The further we go through John green’s catalog of novels into film adaptations, I’m realizing this guy wrote one really great book, and some just OK books that keep getting adapted anyway. Probably the second best adaptation I’ve seen of his work was looking For Alaska, which had the benefit of being a limited series and expanding upon the material and really getting everything in there. Turtles All The Way Down is emotionally manipulative, with a few strong performances, and also has parts that just don’t work.
the meat of the story revolves around a teenager (Isabela Merced) who is getting to that stage where college is the next logical stage. She seems bright, but she clearly has a medical history, lots of fears and struggles, most of it stemming from an overwhelming Obsessive Compulsive Disorder. This is almost like a project written for people who joke about having OCD, when they really don’t to show what living with OCD is actually like. She thinks with medication and therapy she’ll be fine, and eventually meets a rich kid whose dad is on the run from the government, and joins him and his younger brother on a fact finding mission of where he might be. Yes, seriously.

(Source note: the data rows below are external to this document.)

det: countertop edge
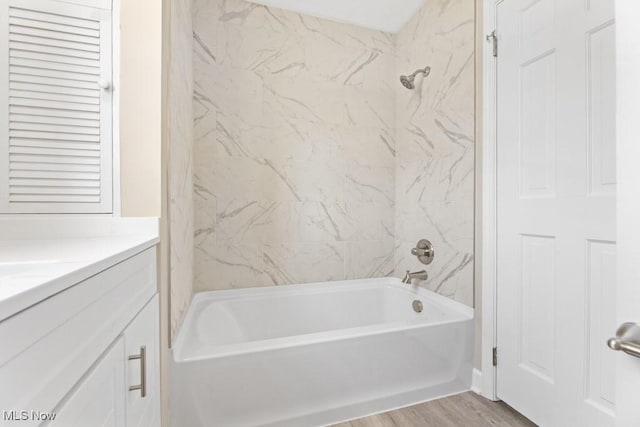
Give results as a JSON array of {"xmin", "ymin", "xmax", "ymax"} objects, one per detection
[{"xmin": 0, "ymin": 235, "xmax": 160, "ymax": 322}]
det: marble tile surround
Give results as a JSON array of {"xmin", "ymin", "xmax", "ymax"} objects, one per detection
[
  {"xmin": 394, "ymin": 0, "xmax": 475, "ymax": 306},
  {"xmin": 168, "ymin": 0, "xmax": 194, "ymax": 337},
  {"xmin": 192, "ymin": 0, "xmax": 474, "ymax": 305},
  {"xmin": 193, "ymin": 0, "xmax": 395, "ymax": 291}
]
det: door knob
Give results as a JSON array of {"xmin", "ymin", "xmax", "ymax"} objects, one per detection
[
  {"xmin": 98, "ymin": 79, "xmax": 111, "ymax": 90},
  {"xmin": 607, "ymin": 322, "xmax": 640, "ymax": 357}
]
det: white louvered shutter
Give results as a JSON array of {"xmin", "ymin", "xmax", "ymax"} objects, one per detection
[{"xmin": 0, "ymin": 0, "xmax": 113, "ymax": 213}]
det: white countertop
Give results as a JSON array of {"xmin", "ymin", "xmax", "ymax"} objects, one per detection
[{"xmin": 0, "ymin": 218, "xmax": 159, "ymax": 321}]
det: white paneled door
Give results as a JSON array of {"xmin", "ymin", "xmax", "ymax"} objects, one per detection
[{"xmin": 497, "ymin": 0, "xmax": 617, "ymax": 427}]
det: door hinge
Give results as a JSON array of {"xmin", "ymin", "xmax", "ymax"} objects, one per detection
[{"xmin": 487, "ymin": 30, "xmax": 498, "ymax": 58}]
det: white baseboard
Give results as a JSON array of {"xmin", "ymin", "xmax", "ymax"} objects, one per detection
[{"xmin": 471, "ymin": 368, "xmax": 482, "ymax": 395}]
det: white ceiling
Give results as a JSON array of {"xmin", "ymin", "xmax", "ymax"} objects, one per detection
[{"xmin": 248, "ymin": 0, "xmax": 425, "ymax": 33}]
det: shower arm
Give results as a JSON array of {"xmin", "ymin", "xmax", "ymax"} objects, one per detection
[{"xmin": 408, "ymin": 65, "xmax": 431, "ymax": 78}]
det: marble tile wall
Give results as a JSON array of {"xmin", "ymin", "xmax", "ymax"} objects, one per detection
[
  {"xmin": 168, "ymin": 0, "xmax": 194, "ymax": 336},
  {"xmin": 193, "ymin": 0, "xmax": 397, "ymax": 291},
  {"xmin": 394, "ymin": 0, "xmax": 475, "ymax": 306}
]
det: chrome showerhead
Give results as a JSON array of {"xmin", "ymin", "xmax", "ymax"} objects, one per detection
[{"xmin": 400, "ymin": 67, "xmax": 431, "ymax": 90}]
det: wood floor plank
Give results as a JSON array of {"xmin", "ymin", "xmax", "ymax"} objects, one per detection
[{"xmin": 334, "ymin": 392, "xmax": 536, "ymax": 427}]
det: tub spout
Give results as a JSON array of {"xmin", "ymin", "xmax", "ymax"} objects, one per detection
[{"xmin": 402, "ymin": 270, "xmax": 429, "ymax": 284}]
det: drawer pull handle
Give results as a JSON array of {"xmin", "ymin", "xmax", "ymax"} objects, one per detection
[{"xmin": 129, "ymin": 345, "xmax": 147, "ymax": 397}]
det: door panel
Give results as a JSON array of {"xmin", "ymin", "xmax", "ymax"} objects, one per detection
[
  {"xmin": 609, "ymin": 0, "xmax": 640, "ymax": 427},
  {"xmin": 497, "ymin": 0, "xmax": 616, "ymax": 427}
]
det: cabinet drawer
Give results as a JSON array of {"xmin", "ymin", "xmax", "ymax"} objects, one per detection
[
  {"xmin": 0, "ymin": 248, "xmax": 157, "ymax": 425},
  {"xmin": 123, "ymin": 295, "xmax": 160, "ymax": 427},
  {"xmin": 46, "ymin": 338, "xmax": 125, "ymax": 427}
]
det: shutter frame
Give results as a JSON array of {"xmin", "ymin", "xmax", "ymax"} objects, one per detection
[{"xmin": 0, "ymin": 0, "xmax": 113, "ymax": 213}]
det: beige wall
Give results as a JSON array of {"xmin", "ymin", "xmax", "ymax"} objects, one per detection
[
  {"xmin": 119, "ymin": 0, "xmax": 162, "ymax": 216},
  {"xmin": 119, "ymin": 0, "xmax": 169, "ymax": 425}
]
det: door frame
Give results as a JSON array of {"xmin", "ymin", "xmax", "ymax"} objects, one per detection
[{"xmin": 476, "ymin": 0, "xmax": 504, "ymax": 400}]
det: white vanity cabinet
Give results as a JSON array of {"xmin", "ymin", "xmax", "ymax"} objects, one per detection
[
  {"xmin": 0, "ymin": 246, "xmax": 160, "ymax": 427},
  {"xmin": 47, "ymin": 337, "xmax": 126, "ymax": 427}
]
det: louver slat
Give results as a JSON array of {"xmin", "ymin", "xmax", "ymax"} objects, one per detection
[{"xmin": 0, "ymin": 0, "xmax": 111, "ymax": 213}]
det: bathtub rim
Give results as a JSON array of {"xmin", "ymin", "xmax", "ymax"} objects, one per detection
[{"xmin": 171, "ymin": 278, "xmax": 474, "ymax": 363}]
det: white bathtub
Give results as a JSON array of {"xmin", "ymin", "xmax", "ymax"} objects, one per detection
[{"xmin": 170, "ymin": 279, "xmax": 473, "ymax": 427}]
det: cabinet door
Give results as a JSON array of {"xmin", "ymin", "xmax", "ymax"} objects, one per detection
[
  {"xmin": 47, "ymin": 338, "xmax": 126, "ymax": 427},
  {"xmin": 124, "ymin": 295, "xmax": 160, "ymax": 427}
]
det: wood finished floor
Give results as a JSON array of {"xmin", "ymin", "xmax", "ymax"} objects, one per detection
[{"xmin": 334, "ymin": 392, "xmax": 535, "ymax": 427}]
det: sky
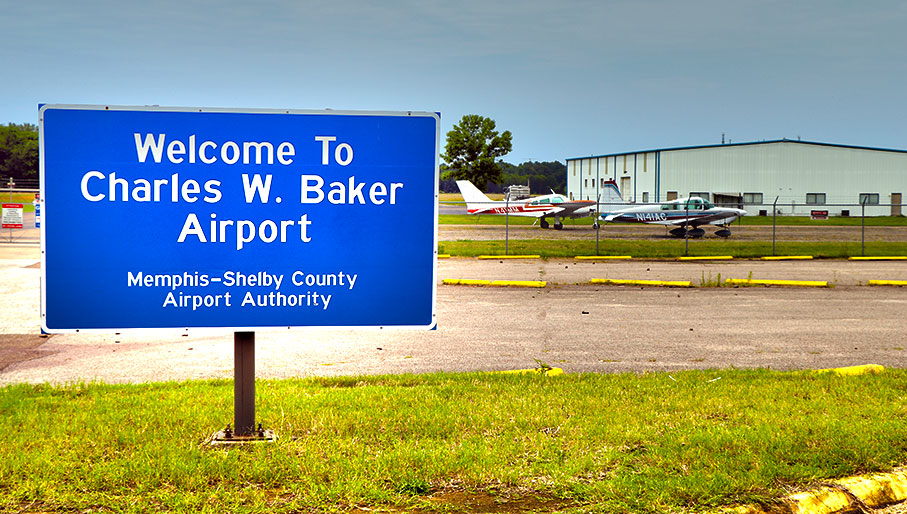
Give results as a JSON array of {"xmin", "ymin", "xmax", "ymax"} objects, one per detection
[{"xmin": 0, "ymin": 0, "xmax": 907, "ymax": 164}]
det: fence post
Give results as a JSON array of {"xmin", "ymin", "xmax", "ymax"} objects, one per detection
[
  {"xmin": 772, "ymin": 196, "xmax": 780, "ymax": 257},
  {"xmin": 860, "ymin": 196, "xmax": 867, "ymax": 257}
]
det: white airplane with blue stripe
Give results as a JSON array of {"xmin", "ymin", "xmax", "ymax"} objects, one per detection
[{"xmin": 601, "ymin": 188, "xmax": 746, "ymax": 237}]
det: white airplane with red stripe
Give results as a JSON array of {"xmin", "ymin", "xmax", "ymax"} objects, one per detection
[{"xmin": 457, "ymin": 180, "xmax": 596, "ymax": 230}]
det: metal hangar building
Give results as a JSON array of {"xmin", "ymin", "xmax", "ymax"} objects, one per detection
[{"xmin": 567, "ymin": 139, "xmax": 907, "ymax": 216}]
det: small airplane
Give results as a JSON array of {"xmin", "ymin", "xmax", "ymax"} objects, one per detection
[
  {"xmin": 457, "ymin": 180, "xmax": 598, "ymax": 230},
  {"xmin": 601, "ymin": 196, "xmax": 746, "ymax": 237}
]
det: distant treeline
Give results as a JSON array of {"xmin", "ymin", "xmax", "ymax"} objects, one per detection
[
  {"xmin": 0, "ymin": 123, "xmax": 567, "ymax": 194},
  {"xmin": 440, "ymin": 161, "xmax": 567, "ymax": 194},
  {"xmin": 0, "ymin": 123, "xmax": 38, "ymax": 180}
]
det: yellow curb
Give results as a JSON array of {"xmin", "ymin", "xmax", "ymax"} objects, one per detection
[
  {"xmin": 489, "ymin": 280, "xmax": 548, "ymax": 287},
  {"xmin": 491, "ymin": 368, "xmax": 564, "ymax": 377},
  {"xmin": 762, "ymin": 255, "xmax": 813, "ymax": 261},
  {"xmin": 677, "ymin": 255, "xmax": 734, "ymax": 261},
  {"xmin": 725, "ymin": 278, "xmax": 828, "ymax": 287},
  {"xmin": 441, "ymin": 278, "xmax": 548, "ymax": 287},
  {"xmin": 723, "ymin": 470, "xmax": 907, "ymax": 514},
  {"xmin": 813, "ymin": 364, "xmax": 885, "ymax": 375},
  {"xmin": 478, "ymin": 255, "xmax": 542, "ymax": 259},
  {"xmin": 590, "ymin": 278, "xmax": 693, "ymax": 287},
  {"xmin": 441, "ymin": 278, "xmax": 491, "ymax": 286}
]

But at the heart of the story is a girl struggling with mental health, who clearly wants more out of her life, and her mother (a rather fantastic Judy Reyes) who struggles to give her daughter just the right amount of trust, but also is very concerned and observant about her behavior. I’m not saying this is a bad film, and Green wrote something here that has the potential to be powerful, but there’s this stupid plot about finding this rich guy that doesn’t even get resolved. It’s not some huge mystery, it’s a distraction. The boy is a distraction. This film should be better structured, and it’s just this thing that had so much potential, but merged with some other film and partially absorbed its plot only to not even make it a core function of the story. The title, which is so random, is just a line someone says late in the film. It really has little meaning, and says nothing about what the film is about. Of course, really most of John Green’s titles are so cryptic that you would need a World War II code breaker to figure them out.
The audio description by deluxe, narrated by Nicole Sansorella, is deceptively difficult as we get these weird bursts as Merced tries to process her thoughts. So, these odd visual images that have no real world application but are tied to her thoughts flash on screen, with some frequency, whenever she’s trying to process life. There’s also a car accident that is well described. But, like most John Green novels, it is set in modern times, with teens who are pretty typical teens but have some weird quirk that makes them worth writing a film about.
It’s a messy concept, and a messy script, but a strong lead performance from Merced, and another one from Birth/Rebirth standout reyes, make this worth watching. Plus, it gives a much better representation of real OCD, than that one friend you have who just says they are OCD all the time.